At her primary care follow up, her symptoms had not improved over the course of approximately one month and an MRI scan was ordered and obtained. The MRI scan demonstrated evidence of degeneration of the discs at L4/L5. The disc space was darker indicating loss of water content, or desiccation. Desiccation is one of the first signs of disc deterioration. Also associated with this disc degeneration was a disc herniation clearly originating from the L4/L5 disc protruding toward the left side of the spinal canal.

When the patient was seen, several possible options were discussed. She was given oral steroids and cortisone epidural injections in an attempt to alleviate her symptoms. She also participated in physical therapy and was prescribed medications for pain relief. All these options failed to improve her symptoms. She had severe pain with numbness and tingling in the left leg and felt disabled by the pain.  Her lifestyle was affected as she was having difficulty working, sleeping and taking care of her family.

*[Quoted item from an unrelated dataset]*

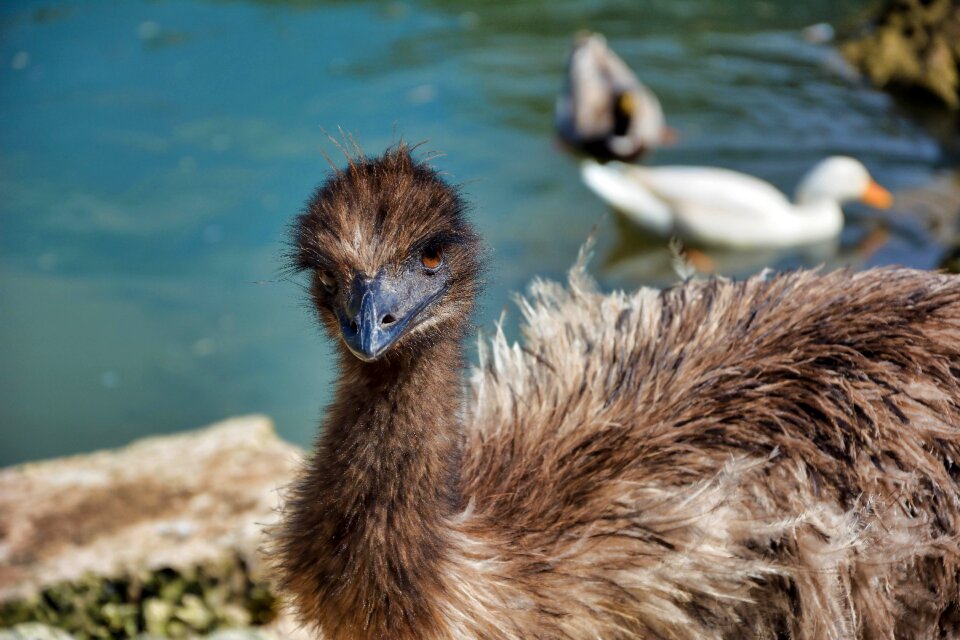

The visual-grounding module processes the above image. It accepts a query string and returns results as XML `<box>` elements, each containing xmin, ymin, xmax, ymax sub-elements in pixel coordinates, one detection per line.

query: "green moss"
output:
<box><xmin>842</xmin><ymin>0</ymin><xmax>960</xmax><ymax>109</ymax></box>
<box><xmin>0</xmin><ymin>558</ymin><xmax>278</xmax><ymax>640</ymax></box>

After exhausting non-operative treatments without improvement, the patient considered surgical intervention. Traditionally, the surgery for this problem entails an open incision which strips the muscle from the spine and allows the surgeon to remove a window of bone, removing the disc herniation directly. The patient was offered the possibility of a minimally invasive approach using a tubular retractor which does not cause any damage to the muscle. This technique lets a microscope visualize the critical structures of the spine and allows a laser to vaporize the disc herniation, thereby minimizing damage to the degenerative disc. The patient decided to pursue a minimally invasive approach.

The patient was taken to the operating room under general anesthesia. Fluoroscopic guidance was used to identify the L4/L5 level. A one-half inch incision was made approximately one inch from the midline. Through that incision a series of tubular dilators were used to displace the muscles without causing any damage and identify the area of disc herniation. Using a microscope to visualize these structures the nerve roots were gently mobilized. The disc herniation was identified and vaporized using a microsurgical laser. The nerve roots were carefully returned to the normal position. Absorbable sutures were placed to cover the incision and a band-aid covered the wound. The patient woke from anesthesia and was taken to the recovery room. She was discharged home approximately one hour later without feeling any pain in her left leg.